乍一看,这似乎也是在直译,但把“创业”称为“混”江湖,“崩殂”译为“挂了”,“疲弊”说成“罩不住”,“危急存亡”译为“杯具”,这恶搞可真是恶俗不堪,诸葛亮也似乎成了黑帮老大或老二,丝毫不见感人的至忠之情。那么,这可用来说明什么语文问题呢?我想,用它来说明文言文的庄重、典雅文风,提出翻译的“信”、“达”、“雅”原则,讨论应该怎样翻译这几句或全文,如何才能具备真正的语文素养,真是再好不过了,学生保管欢迎,课堂气氛保管浓郁,原来看其他书、做其他作业的学生保管也被吸引到语文上来!
有一句有名的话:“语文学习的外延与生活的外延相等。”学语文还要到生活中学。社会生活中到处有语文,不但有语文的应用,而且有语文的发展,如词汇的丰富、句式的出新、章法的变化等。有些新词语,生命力强得惊人,如早几年的“愿景”等就是这样,就是那“杯具”,用得好也未尝不可。社会生活为语文教学和训练提供了许多鲜活的材料,那“愿景”出世不久,竟然成了某市的高考作文题,可见即使从“应试”的角度,教学双方也都得有点儿时代活水。周立波的海派清口相声,好多内容就是源自生活中的语文现象,如对令人啼笑皆非的标语“垃圾分类,从我开始”的嘲讽就是这样,语文教师也应该善于从生活中汲取教学素材。
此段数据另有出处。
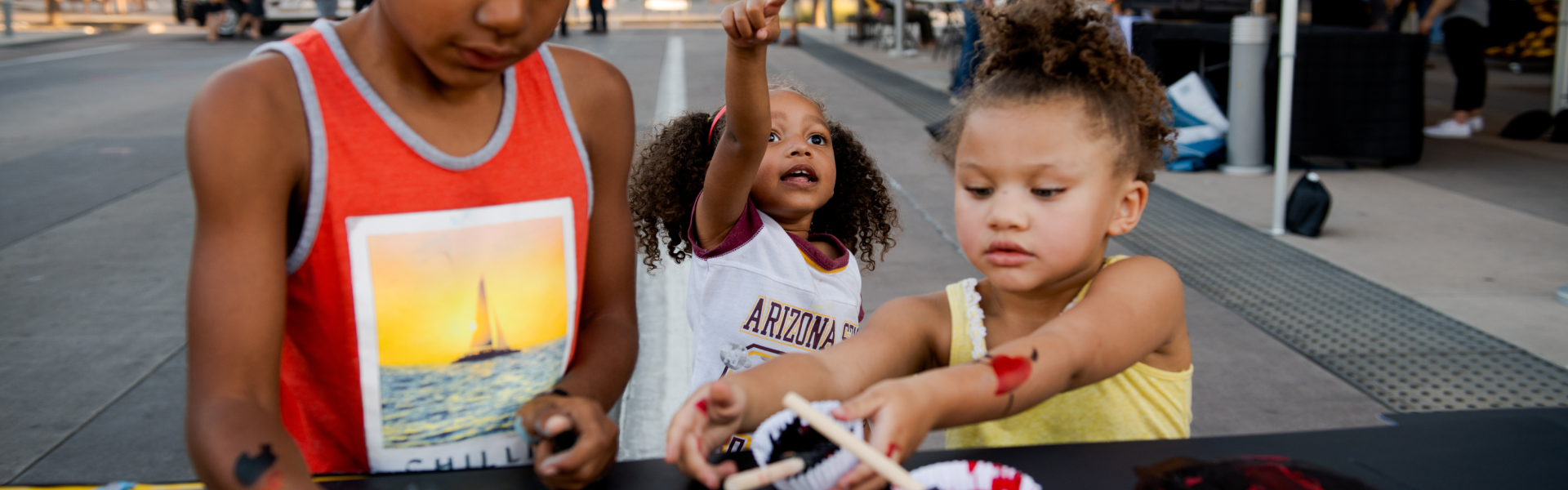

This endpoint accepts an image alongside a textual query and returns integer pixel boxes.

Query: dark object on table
[1132,22,1427,165]
[1549,109,1568,143]
[1132,456,1375,490]
[1284,172,1333,237]
[1499,109,1552,140]
[550,430,577,452]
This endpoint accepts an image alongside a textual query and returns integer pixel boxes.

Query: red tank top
[257,22,593,473]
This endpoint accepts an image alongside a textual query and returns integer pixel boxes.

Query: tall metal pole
[888,0,903,56]
[1552,0,1568,114]
[1268,0,1302,235]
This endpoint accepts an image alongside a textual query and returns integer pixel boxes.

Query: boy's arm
[185,55,315,488]
[519,46,637,488]
[665,294,949,488]
[693,0,784,248]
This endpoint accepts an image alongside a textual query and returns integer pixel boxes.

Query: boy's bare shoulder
[186,53,310,182]
[549,42,632,104]
[193,53,304,126]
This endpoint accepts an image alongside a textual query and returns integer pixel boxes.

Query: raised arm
[519,46,637,488]
[185,55,315,488]
[693,0,786,248]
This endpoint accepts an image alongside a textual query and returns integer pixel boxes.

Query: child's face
[375,0,566,87]
[953,97,1147,292]
[751,90,837,220]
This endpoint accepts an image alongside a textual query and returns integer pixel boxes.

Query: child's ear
[1106,179,1149,237]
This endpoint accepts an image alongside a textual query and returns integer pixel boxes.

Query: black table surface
[323,408,1568,490]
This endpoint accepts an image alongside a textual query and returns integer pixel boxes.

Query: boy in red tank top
[186,0,637,488]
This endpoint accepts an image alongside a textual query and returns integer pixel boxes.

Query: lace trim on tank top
[958,278,987,359]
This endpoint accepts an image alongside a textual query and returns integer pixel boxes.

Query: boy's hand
[718,0,786,49]
[833,377,936,490]
[665,380,746,488]
[518,394,621,490]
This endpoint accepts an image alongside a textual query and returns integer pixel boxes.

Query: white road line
[0,44,135,68]
[617,36,692,460]
[654,36,685,124]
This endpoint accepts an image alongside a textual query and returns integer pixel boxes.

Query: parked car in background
[174,0,354,36]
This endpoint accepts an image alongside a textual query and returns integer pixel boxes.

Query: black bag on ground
[1549,109,1568,143]
[1284,172,1333,237]
[1500,109,1552,140]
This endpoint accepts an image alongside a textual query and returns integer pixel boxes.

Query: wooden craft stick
[784,391,925,490]
[724,457,806,490]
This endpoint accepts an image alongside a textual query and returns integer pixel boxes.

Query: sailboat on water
[453,278,518,364]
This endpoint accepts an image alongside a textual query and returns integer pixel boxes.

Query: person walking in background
[589,0,610,34]
[951,0,991,100]
[779,0,833,46]
[315,0,337,20]
[1421,0,1491,138]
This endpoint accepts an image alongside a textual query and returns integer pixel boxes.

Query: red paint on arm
[991,355,1033,394]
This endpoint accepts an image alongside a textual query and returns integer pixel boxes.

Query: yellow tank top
[947,256,1192,449]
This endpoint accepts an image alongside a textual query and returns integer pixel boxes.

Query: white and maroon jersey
[687,201,864,390]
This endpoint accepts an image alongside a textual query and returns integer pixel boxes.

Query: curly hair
[936,0,1176,182]
[629,83,898,272]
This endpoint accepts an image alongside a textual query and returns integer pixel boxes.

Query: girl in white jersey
[632,0,898,399]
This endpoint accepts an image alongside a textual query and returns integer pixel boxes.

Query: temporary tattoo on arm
[234,444,278,487]
[991,355,1033,396]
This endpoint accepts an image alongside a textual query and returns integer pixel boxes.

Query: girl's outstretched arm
[693,0,784,248]
[834,257,1192,488]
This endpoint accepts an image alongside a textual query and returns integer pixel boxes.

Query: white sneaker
[1421,118,1474,140]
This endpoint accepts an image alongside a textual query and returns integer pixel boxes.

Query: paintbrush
[784,391,925,490]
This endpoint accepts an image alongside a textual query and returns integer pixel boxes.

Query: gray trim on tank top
[251,41,326,275]
[310,19,517,172]
[539,44,593,218]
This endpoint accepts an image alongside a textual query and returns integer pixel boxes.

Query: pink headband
[707,105,729,141]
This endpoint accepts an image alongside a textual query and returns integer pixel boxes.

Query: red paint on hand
[991,355,1033,394]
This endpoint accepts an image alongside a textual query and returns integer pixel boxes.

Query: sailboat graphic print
[455,279,518,363]
[348,198,578,471]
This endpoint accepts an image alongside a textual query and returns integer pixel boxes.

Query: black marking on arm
[234,444,278,487]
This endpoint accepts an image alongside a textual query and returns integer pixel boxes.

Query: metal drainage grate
[800,36,953,124]
[1120,187,1568,412]
[801,38,1568,412]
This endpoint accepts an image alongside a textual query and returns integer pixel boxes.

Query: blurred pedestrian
[779,0,831,46]
[1419,0,1491,138]
[315,0,337,20]
[588,0,610,34]
[951,0,991,99]
[206,0,229,42]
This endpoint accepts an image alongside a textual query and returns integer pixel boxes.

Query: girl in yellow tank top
[665,0,1193,488]
[946,256,1192,449]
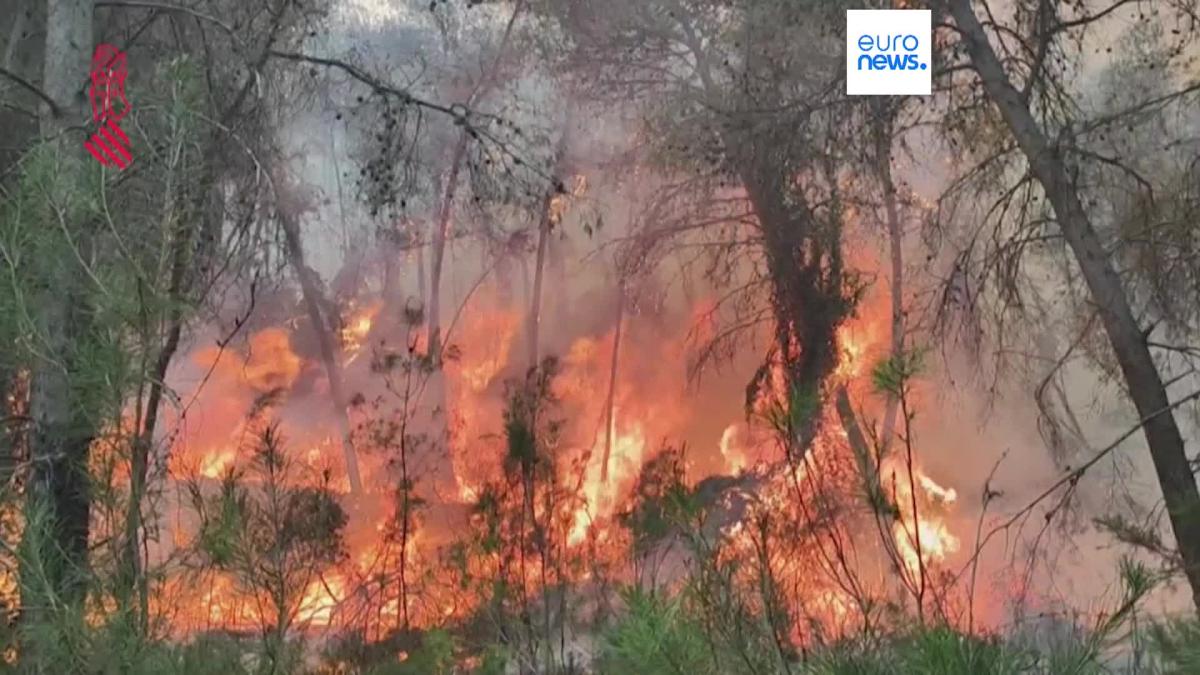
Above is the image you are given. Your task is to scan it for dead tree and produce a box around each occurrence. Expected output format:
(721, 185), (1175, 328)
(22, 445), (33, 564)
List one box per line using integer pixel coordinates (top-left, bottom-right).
(948, 0), (1200, 609)
(276, 172), (362, 496)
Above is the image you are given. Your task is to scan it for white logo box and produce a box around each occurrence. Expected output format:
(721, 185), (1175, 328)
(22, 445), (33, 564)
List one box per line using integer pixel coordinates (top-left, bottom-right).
(846, 10), (934, 96)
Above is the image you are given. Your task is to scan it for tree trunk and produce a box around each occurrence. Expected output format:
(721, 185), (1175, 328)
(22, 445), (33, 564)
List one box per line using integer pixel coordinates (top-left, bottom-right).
(600, 281), (625, 483)
(950, 0), (1200, 608)
(874, 103), (904, 454)
(526, 120), (572, 368)
(527, 189), (553, 368)
(426, 131), (468, 362)
(22, 0), (95, 653)
(280, 199), (362, 496)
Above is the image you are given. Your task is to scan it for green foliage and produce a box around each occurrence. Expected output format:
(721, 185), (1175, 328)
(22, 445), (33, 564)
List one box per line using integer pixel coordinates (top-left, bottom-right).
(620, 449), (700, 555)
(596, 589), (718, 675)
(871, 350), (925, 398)
(1150, 619), (1200, 675)
(898, 627), (1031, 675)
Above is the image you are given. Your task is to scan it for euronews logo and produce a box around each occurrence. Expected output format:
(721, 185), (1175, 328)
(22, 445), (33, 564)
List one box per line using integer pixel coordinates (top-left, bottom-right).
(846, 10), (932, 96)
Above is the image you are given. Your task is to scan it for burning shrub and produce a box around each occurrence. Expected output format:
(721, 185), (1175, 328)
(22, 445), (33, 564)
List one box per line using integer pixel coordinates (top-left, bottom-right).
(188, 424), (347, 673)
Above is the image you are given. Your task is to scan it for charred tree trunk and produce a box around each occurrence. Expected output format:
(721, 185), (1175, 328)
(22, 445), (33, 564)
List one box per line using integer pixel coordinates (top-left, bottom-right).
(740, 153), (851, 454)
(22, 0), (95, 653)
(527, 119), (571, 368)
(872, 103), (905, 452)
(280, 194), (362, 496)
(527, 189), (553, 368)
(600, 280), (625, 483)
(426, 131), (468, 362)
(949, 0), (1200, 608)
(120, 193), (193, 634)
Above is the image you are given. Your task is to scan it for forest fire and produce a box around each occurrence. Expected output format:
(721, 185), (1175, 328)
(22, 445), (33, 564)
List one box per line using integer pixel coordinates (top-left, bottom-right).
(147, 271), (974, 648)
(0, 0), (1200, 675)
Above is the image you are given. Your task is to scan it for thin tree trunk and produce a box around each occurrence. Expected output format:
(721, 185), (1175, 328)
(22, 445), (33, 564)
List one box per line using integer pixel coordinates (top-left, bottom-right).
(280, 201), (362, 496)
(426, 131), (468, 360)
(22, 0), (95, 653)
(600, 281), (625, 483)
(527, 114), (572, 368)
(949, 0), (1200, 609)
(528, 189), (553, 368)
(874, 103), (905, 453)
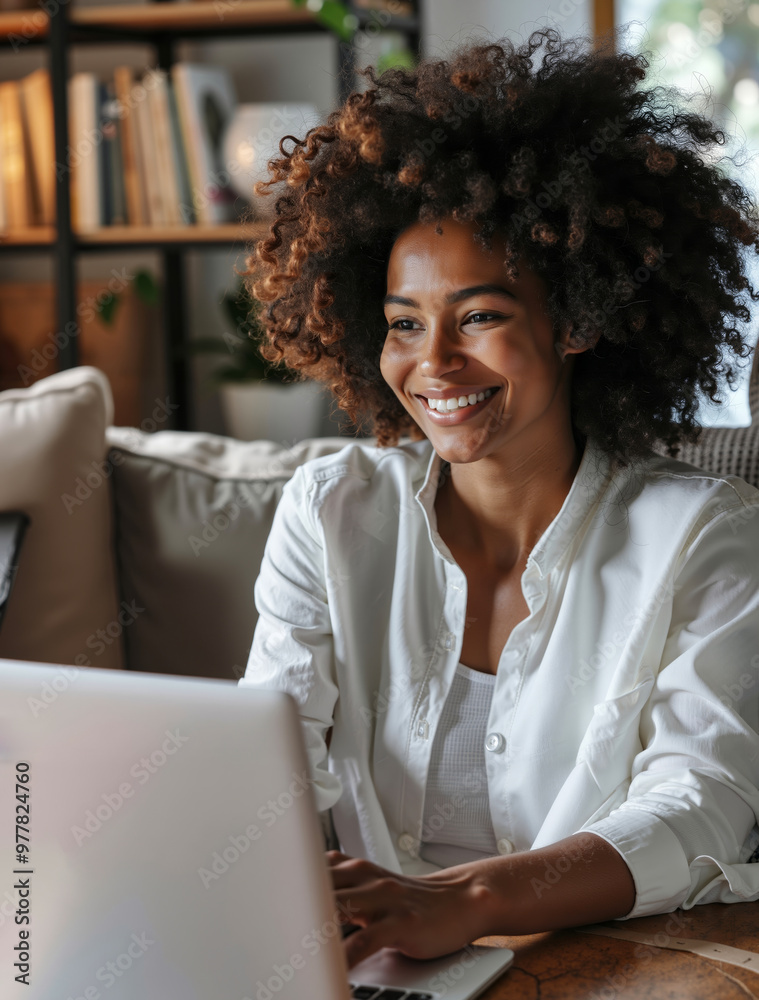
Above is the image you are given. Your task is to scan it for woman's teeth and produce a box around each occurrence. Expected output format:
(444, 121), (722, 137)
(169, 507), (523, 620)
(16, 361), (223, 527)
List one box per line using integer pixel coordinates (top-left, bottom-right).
(427, 389), (494, 413)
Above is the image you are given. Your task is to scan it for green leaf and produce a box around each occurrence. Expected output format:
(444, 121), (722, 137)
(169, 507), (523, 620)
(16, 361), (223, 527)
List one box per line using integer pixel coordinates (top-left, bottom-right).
(134, 271), (160, 306)
(95, 292), (121, 326)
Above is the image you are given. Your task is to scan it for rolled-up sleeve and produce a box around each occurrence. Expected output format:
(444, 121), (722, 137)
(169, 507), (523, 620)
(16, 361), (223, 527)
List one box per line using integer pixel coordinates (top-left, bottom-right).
(583, 498), (759, 919)
(240, 468), (341, 812)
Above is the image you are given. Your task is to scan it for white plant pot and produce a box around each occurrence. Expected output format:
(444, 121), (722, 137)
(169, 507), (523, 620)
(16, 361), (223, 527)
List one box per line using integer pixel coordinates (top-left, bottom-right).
(221, 382), (326, 444)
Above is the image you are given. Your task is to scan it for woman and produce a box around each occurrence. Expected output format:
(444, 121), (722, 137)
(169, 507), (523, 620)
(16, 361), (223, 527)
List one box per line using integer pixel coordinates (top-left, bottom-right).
(242, 30), (759, 965)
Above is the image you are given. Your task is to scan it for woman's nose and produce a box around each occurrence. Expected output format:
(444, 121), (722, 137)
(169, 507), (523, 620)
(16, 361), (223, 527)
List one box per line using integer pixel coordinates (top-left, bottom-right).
(418, 324), (466, 378)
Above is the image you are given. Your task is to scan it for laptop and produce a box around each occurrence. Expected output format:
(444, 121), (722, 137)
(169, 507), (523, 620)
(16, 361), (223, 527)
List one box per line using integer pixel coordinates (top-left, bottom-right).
(0, 660), (513, 1000)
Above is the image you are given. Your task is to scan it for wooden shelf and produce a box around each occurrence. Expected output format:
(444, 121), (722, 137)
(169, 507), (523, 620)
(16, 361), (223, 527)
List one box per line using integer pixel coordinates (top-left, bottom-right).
(0, 0), (320, 41)
(70, 0), (317, 32)
(0, 222), (269, 250)
(0, 226), (55, 247)
(0, 0), (417, 44)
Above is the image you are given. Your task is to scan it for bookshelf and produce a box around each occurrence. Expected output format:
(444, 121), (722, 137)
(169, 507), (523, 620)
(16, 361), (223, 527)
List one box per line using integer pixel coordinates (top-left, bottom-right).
(0, 0), (421, 429)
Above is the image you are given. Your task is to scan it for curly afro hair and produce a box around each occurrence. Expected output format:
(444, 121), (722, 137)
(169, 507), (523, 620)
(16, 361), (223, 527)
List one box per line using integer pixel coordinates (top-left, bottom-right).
(245, 29), (759, 464)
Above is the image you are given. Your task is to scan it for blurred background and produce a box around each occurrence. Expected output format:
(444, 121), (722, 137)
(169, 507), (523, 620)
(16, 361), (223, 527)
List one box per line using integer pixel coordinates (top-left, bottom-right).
(0, 0), (759, 442)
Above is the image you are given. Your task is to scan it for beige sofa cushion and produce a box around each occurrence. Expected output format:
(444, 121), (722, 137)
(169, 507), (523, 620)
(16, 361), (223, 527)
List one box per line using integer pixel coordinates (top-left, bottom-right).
(677, 349), (759, 489)
(108, 427), (348, 678)
(0, 367), (126, 667)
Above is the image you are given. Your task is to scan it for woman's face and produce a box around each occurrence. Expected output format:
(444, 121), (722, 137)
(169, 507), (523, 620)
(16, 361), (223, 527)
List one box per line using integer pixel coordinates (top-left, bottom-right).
(380, 220), (578, 463)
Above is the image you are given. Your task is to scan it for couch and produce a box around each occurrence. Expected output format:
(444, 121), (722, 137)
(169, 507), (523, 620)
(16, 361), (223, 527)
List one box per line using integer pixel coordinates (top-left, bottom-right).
(0, 357), (759, 679)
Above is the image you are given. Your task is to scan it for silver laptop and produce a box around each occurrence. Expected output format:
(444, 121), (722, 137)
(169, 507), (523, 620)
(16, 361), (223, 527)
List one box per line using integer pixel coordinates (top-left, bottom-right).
(0, 660), (513, 1000)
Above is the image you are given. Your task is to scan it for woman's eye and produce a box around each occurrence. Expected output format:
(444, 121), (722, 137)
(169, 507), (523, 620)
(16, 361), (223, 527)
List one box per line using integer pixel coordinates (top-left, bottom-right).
(464, 312), (500, 323)
(387, 319), (414, 333)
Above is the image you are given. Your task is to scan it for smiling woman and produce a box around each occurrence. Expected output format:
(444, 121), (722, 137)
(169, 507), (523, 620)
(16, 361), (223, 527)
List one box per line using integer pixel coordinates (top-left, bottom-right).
(241, 30), (759, 964)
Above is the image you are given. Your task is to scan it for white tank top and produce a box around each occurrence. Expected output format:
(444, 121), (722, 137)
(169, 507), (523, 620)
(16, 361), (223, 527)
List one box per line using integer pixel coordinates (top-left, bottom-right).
(419, 663), (498, 867)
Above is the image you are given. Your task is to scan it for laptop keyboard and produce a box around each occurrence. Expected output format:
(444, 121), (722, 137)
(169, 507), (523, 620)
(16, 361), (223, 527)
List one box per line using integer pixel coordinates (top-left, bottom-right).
(350, 983), (435, 1000)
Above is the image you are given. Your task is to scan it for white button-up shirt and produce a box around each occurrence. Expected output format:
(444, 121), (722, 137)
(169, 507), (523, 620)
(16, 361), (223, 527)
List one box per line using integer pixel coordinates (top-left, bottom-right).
(241, 441), (759, 918)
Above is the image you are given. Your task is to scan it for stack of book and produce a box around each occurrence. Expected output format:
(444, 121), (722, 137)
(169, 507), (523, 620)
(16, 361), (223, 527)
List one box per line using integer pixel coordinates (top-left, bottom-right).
(0, 63), (237, 233)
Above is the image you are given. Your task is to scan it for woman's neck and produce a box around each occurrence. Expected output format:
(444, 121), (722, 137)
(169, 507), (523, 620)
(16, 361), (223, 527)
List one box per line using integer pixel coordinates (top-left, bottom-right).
(435, 434), (582, 572)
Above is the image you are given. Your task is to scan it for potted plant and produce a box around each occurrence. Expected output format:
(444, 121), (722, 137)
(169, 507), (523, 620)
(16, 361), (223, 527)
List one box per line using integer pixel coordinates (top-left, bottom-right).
(190, 280), (326, 443)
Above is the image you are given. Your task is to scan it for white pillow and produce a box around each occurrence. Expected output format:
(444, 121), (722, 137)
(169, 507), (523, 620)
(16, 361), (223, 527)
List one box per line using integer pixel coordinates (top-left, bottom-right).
(662, 348), (759, 488)
(107, 427), (349, 678)
(0, 367), (128, 667)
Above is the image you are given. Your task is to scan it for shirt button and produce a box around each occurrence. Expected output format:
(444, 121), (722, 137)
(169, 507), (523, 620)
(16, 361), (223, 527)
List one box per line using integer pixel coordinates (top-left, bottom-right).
(398, 833), (417, 854)
(485, 733), (506, 753)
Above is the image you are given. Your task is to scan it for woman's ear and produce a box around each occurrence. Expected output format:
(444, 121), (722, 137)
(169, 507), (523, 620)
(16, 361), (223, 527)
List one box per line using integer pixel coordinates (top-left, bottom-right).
(554, 323), (601, 361)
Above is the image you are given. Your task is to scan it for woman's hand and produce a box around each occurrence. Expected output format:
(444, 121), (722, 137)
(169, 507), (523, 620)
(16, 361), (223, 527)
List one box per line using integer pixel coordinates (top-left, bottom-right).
(327, 851), (491, 968)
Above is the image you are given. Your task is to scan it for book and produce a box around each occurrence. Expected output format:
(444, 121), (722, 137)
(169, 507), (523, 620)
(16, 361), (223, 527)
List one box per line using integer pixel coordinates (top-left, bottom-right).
(134, 76), (168, 226)
(20, 69), (55, 226)
(148, 69), (182, 225)
(167, 80), (195, 223)
(171, 62), (237, 223)
(0, 80), (34, 229)
(69, 73), (105, 233)
(113, 66), (148, 226)
(0, 98), (8, 233)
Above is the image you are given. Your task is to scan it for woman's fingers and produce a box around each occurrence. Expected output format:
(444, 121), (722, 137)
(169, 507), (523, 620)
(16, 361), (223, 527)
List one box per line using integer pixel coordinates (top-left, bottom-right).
(343, 920), (394, 969)
(327, 851), (388, 891)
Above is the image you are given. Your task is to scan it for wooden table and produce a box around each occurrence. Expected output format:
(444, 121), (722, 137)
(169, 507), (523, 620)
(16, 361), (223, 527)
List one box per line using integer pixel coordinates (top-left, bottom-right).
(477, 902), (759, 1000)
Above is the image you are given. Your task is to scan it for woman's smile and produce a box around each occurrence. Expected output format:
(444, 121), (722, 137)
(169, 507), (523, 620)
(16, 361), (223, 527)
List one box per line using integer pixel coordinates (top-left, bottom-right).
(419, 386), (498, 426)
(380, 219), (588, 463)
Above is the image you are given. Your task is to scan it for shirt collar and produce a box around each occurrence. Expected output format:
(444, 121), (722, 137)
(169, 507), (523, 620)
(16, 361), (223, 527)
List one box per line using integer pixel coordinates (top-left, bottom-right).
(414, 438), (610, 579)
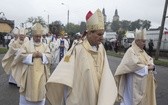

时代活水,在知识更新呈加速状态的今天,对作为语文教师这一特定角色的我们来说,当然主要还是指语文专业研究的最新进展和语文教学的新鲜理念。我如今退休了,但我仍继续订阅《中学语文教学》和《语文学习》。阅读上面的文章,我知道了中学语文界正在探讨的重要问题之一是语文教学的内容问题。这个问题又有两个方面的含义,一是一篇课文如何正确确定教学内容和目标,二是整个中学阶段如何确定语文教学内容的内涵和序列。两个问题都很有现实意义,你看同一篇课文,不同的教师绝对有不同的教学内容,随意性很大,不客气地说,甚至都是出于“臆断”;语文《课程标准》设定了那么多的“课程目标”,提出了那么多的“实施建议”,却惟独没有“内容标准”,真不知又何从“实施”!如果我们的教师是有心人,在这些问题上也有所探讨,不就走在时代的前列了吗?我最近还看过一篇文章,谈的是“对语”的问题,指出语文教师不但要注意“语言”、“言语”等概念,还要注意“对语”。大体的意思是,要真正懂得“语言”或“言语”的含义,就要明确“语言”或“言语”的对象,一切意思因对象而存在。一句“阿Q真能做”,孤立地看,是夸赞阿Q,但说话者此刻面对的是瘦骨伶仃的懒洋洋的阿Q,那就只能是讽刺了。读了这篇文章,也许你会认为提出“对语”概念并无必要,多此一举,(甚至你还会认为就连“言语”这个概念也没有必要)理解“语言”或“言语”,只要重视“语境”就行了。这话我也不反对,但我同时又坚信,你知道了“对语”这个概念,你在以后的教学中,语境意识就会更加强烈,绝对不会孤立地静止地解词释句,这不就是学习的意义吗?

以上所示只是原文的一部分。